¿Y tú sabías esto? ¡Mike Hammer en Bejucal repartiendo comida!
Mike Hammer, jefe de Misión de EE.UU. en Cuba, visitó Bejucal para supervisar la entrega de ayuda humanitaria estadounidense a familias necesitadas, destacando la labor de Cáritas.
¡Oye esto pa' que veas!
Fíjate tú, que el jefe de la Misión de la Embajada de Estados Unidos en Cuba, un tal Mike Hammer, se dio un viajecito hasta Bejucal, en Mayabeque. ¿Y sabes pa' qué?

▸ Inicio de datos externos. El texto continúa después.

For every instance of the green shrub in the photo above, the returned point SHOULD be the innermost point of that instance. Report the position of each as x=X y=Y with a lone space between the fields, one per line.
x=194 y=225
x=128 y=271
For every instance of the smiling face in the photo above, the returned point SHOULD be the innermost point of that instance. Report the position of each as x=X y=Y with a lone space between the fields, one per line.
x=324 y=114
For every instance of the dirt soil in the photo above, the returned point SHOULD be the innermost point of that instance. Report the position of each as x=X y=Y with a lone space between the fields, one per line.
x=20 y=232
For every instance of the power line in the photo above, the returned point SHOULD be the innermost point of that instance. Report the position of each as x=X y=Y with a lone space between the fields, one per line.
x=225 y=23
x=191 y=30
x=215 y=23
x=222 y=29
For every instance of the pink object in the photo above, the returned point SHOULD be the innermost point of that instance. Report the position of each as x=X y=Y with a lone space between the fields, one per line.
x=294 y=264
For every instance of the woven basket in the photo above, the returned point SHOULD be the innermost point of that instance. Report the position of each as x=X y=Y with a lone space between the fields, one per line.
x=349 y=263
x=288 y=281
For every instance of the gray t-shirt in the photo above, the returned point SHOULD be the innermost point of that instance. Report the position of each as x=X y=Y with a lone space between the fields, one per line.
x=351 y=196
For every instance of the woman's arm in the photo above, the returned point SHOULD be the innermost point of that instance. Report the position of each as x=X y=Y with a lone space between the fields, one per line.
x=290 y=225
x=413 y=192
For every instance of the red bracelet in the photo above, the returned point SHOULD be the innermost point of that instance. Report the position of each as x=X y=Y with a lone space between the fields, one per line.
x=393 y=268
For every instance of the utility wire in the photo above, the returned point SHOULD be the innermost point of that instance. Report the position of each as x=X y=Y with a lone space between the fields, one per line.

Pa' ver con sus propios ojos cómo es que llega la ayuda humanitaria que manda el gobierno yanqui. Esa vaina la están repartiendo a través de Cáritas Cuba, pa' echarle un salvavidas a las familias que están pasando las de Caín.
Imagínate, el tipo andaba por ahí conversando con la gente que recibe esa ayuda. Y la gente, pues, le contaba las luchas diarias que tienen pa' conseguir un bocado, una medicina o cualquier cosa que necesiten. Todo esto, claro, en medio de este lío de crisis económica que tiene al país patas arriba.
Pero no solo eso, Hammer también se sentó con los voluntarios de Cáritas. Esos que se rompen el lomo pa' que la comida y las cosas lleguen a todos lados. Le explicaron cómo hacen la selección, a quién le dan prioridad: los viejitos solos, los que tienen alguna discapacidad, los enfermos, las mamás con un reguero de chiquillos, y esas familias que están en las peores.
¿Y esto dónde fue y cuándo?
Todo este tinglado pasó este jueves en Bejucal, una zona de la provincia de Mayabeque. Allí, bajo el sol o quién sabe qué clima, Hammer se dio un baño de realidad, escuchando las historias que salen del corazón de la gente.
El ambiente se sentía entre la esperanza de recibir algo y la cruda realidad de que no es suficiente. Se oía el murmullo de las necesidades y el agradecimiento por ese empujoncito, aunque fuera pequeño.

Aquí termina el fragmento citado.